Sementara, banyak pihak yang pesimistis kasus ini bisa selesai ditangani kepolisian karena setelah setahun kejadian, pelakunya belum juga ketahuan.
"Kami tidak main-main. Saya kan berapa kali bilang, kami optimistis bisa terungkap. Ini hanya masalah waktu," ujar Setyo di kompleks Mabes Polri, Jakarta, Kamis (12/4/2018).
Setyo mengatakan, saat ini belum perlu dibentuk tim gabungan pencari fakta. Padahal, cukup besar desakan ke pemerintah untuk membentuk tim itu.
Menurut Setyo, Polri masih mampu melakukan penyidikan sendiri bekerjasama dengan KPK.
"Karena TGPF ujungnya ke mana? Kan penyidikan juga, karena TGPF kan tidak bisa langsung ke kejaksaan," kata Setyo.
Oleh karena itu, Setyo meminta Novel Baswedan kooperatif dengan penyidik untuk dimintai keterangan. Ia mengatakan, bagaimana Polri mengungkap pelakunya jika korban irit memberi informasi. Apalagi, Novel menduga ada oknum Polri yang terlibat dalam peristiwa itu.
"Kalau memang itu, ya harus dipertanggungkawabkan karena memang tidak bisa sembarangan kan menyebut orang," kata Setyo.
Sebelumnya, Novel Baswedan mengungkapkan kekecewaannya terhadap kelanjutan proses hukum kasus penyiraman air keras terhadap dirinya. Ia menilai kasus penyerangan seperti ini tak boleh diremehkan dan dibiarkan.

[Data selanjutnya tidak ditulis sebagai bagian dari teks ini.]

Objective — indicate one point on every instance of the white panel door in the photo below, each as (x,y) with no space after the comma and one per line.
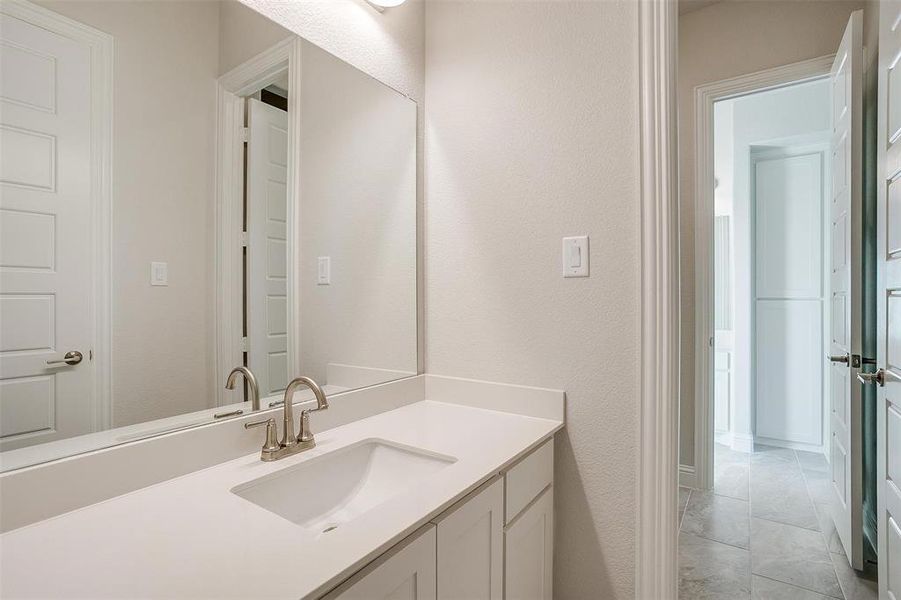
(406,572)
(788,198)
(529,544)
(888,252)
(845,445)
(471,547)
(267,254)
(46,239)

Novel merasa kecewa karena proses pengungkapannya belum menemui titik terang. Ia menduga, pihak yang berwenang memang belum mau mengungkap secara jelas kasusnya.
"Saya kecewa dengan proses pengungkapan yang belum juga terungkap. Saya menduga, ini memang belum mau diungkap, saya kecewa sekali," kata Novel.
Situasi itu membuat Novel melaporkan kasus yang dialaminya ke Komnas HAM. Novel ingin keberadaan tim gabungan pencari fakta (TGPF) Komnas HAM, bisa menelusuri fakta-fakta tersembunyi dalam kasusnya.
Ia membantah keberadaan TGPF akan mengintervensi penyidikan Polri.
"Saya berpikir tim TGPF penting untuk melihat apakah betul ucapan saya bahwa ada banyak fakta yang tidak diungkap dan tertutupi," kata Novel.